In the mind of H20’s Ambati, the concept of a predictive modeling factory goes well beyond data exploration and firmly into the world of production. Being able to iterate quickly on thousands of models will require being able to train and score models simultaneously. This approach allows Cisco (an H20 customer) to run 60,000 propensity to buy models every three months, or to allow Google to not only have a model for every individual, but to have multiple models for every person based on the time of the day.
“Machine learning is the new SQL,” H20’s Ambati says. “With large data, we’re able to pick up signals a lot more loudly. There’s more noise in the data…but large data sets are necessary for getting realistic results out of algorithms. Machine learning is now mostly a side effect of having enough data, enough dimensions that you can actually pick up signals from noise.”
The rapid maturation of core machine learning technology, along with the explosion of data and the rise of new computer processing architectures like Hadoop and Spark, are coming together at this moment in time, and the possibilities are very exciting for folks like Ambati.

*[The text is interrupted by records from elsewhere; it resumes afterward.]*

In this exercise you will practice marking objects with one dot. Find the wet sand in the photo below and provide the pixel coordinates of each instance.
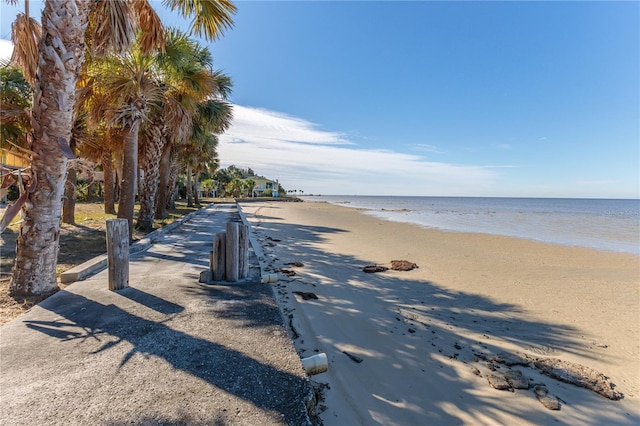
(431, 340)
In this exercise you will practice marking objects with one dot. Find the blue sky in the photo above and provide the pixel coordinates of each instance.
(434, 98)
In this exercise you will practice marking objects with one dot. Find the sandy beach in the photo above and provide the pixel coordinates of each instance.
(422, 346)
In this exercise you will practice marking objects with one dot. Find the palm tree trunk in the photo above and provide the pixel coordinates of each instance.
(163, 186)
(129, 174)
(150, 164)
(189, 186)
(196, 184)
(173, 179)
(69, 201)
(61, 53)
(109, 182)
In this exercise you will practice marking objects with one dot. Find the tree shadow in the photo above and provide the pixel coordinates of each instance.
(229, 370)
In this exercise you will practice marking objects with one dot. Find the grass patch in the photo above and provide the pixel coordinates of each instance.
(80, 242)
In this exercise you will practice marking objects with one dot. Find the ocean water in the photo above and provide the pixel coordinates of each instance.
(611, 225)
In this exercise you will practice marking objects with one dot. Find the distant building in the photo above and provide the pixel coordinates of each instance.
(262, 185)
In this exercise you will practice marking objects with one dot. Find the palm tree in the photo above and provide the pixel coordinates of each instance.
(184, 73)
(197, 102)
(59, 57)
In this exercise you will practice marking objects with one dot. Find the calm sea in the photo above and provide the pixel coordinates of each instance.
(612, 225)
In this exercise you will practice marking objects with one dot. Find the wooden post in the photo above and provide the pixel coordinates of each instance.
(243, 248)
(232, 254)
(118, 253)
(219, 249)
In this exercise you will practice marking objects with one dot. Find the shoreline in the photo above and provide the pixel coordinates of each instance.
(624, 238)
(421, 332)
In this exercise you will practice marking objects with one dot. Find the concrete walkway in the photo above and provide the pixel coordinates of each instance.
(166, 350)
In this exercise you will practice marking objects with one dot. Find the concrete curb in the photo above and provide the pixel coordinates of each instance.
(98, 263)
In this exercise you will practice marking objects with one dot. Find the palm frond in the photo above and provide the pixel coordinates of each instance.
(116, 27)
(216, 115)
(151, 36)
(210, 17)
(25, 34)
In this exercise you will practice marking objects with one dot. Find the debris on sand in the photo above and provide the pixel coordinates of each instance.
(353, 357)
(287, 272)
(578, 375)
(374, 268)
(498, 381)
(306, 295)
(402, 265)
(516, 379)
(549, 401)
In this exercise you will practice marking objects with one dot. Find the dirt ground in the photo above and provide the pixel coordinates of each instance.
(78, 243)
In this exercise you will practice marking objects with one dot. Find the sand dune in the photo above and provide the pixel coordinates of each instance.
(434, 342)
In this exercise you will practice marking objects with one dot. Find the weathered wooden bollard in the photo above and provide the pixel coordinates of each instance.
(232, 252)
(218, 263)
(229, 259)
(243, 249)
(118, 253)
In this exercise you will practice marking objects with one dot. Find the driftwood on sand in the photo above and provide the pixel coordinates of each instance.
(403, 265)
(578, 375)
(565, 371)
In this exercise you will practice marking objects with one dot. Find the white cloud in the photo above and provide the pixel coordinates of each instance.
(6, 49)
(303, 157)
(503, 146)
(430, 148)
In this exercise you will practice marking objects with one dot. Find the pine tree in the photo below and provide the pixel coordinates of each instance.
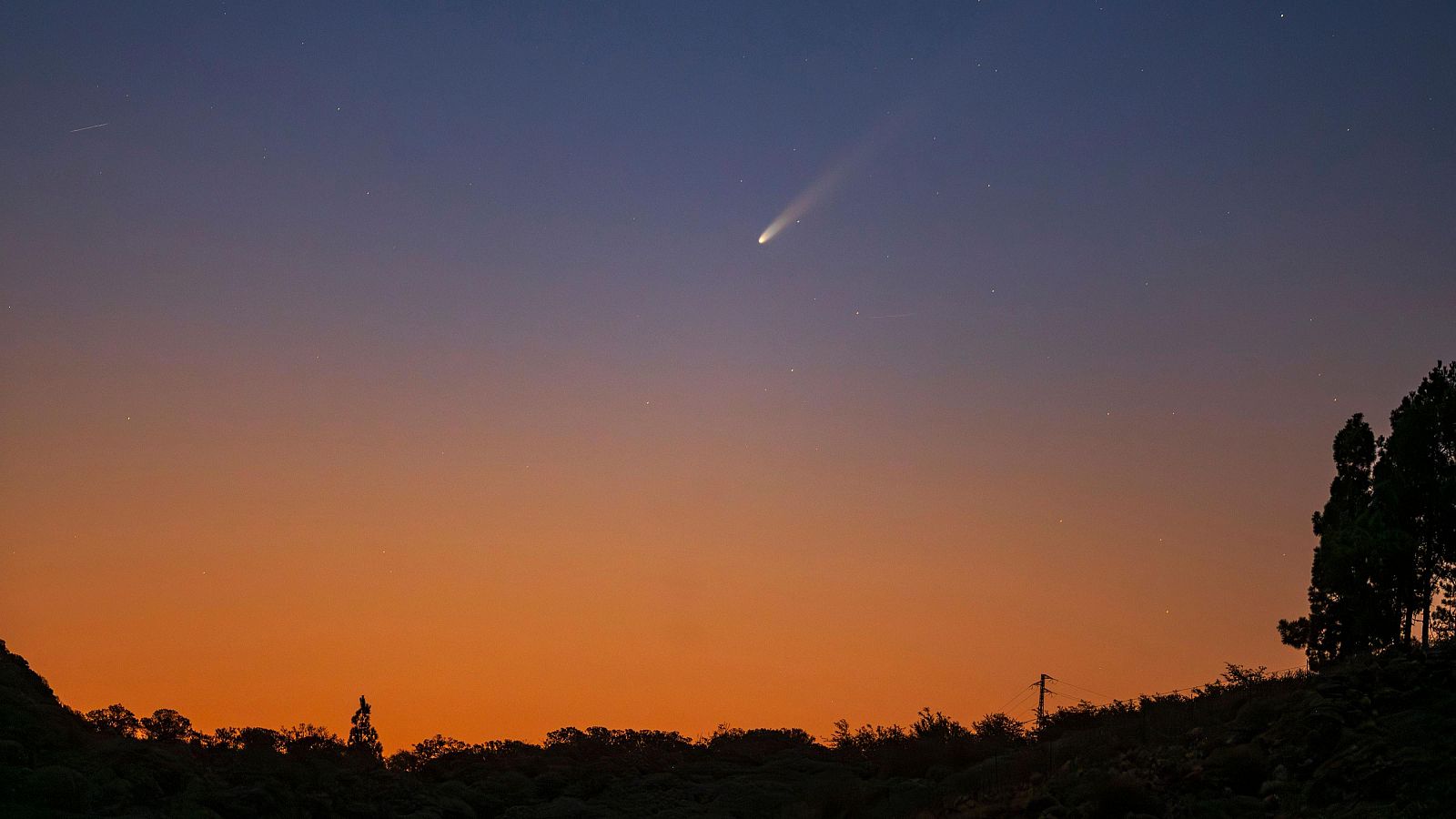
(363, 738)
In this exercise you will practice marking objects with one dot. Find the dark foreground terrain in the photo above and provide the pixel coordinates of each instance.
(1366, 738)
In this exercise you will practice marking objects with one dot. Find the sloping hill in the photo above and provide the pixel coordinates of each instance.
(1369, 738)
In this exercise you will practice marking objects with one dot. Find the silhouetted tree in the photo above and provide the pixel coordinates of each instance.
(1351, 588)
(1416, 482)
(363, 738)
(167, 724)
(999, 731)
(936, 727)
(116, 719)
(308, 738)
(1388, 532)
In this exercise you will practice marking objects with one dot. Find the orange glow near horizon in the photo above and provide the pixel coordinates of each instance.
(262, 548)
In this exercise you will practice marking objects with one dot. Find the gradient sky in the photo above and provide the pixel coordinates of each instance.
(430, 353)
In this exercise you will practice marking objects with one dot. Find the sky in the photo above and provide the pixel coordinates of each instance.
(430, 351)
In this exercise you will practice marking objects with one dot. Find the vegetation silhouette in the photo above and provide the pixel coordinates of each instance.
(1387, 554)
(1370, 731)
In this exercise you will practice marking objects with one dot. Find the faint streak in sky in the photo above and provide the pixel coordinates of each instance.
(844, 165)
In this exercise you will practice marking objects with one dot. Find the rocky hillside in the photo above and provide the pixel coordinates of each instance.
(1369, 738)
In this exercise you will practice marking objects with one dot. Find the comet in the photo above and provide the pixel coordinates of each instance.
(846, 164)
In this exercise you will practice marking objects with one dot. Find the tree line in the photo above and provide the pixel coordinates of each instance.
(1383, 573)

“There are substantial new innovations in the last 15 years that have lead to real improving in the underlying mathematics [of machine learning], and the hardware and software innovation from the computer science side, which allows us to process large data, in relatively faster times, whether it’s in the form of in-memory or faster processors or faster networks, where we can connect hundreds or thousands of machines,” Ambati says. “That’s the bigger underlying story of machine learning coming into prominence, is now we have the math and the data to go after real analysis.”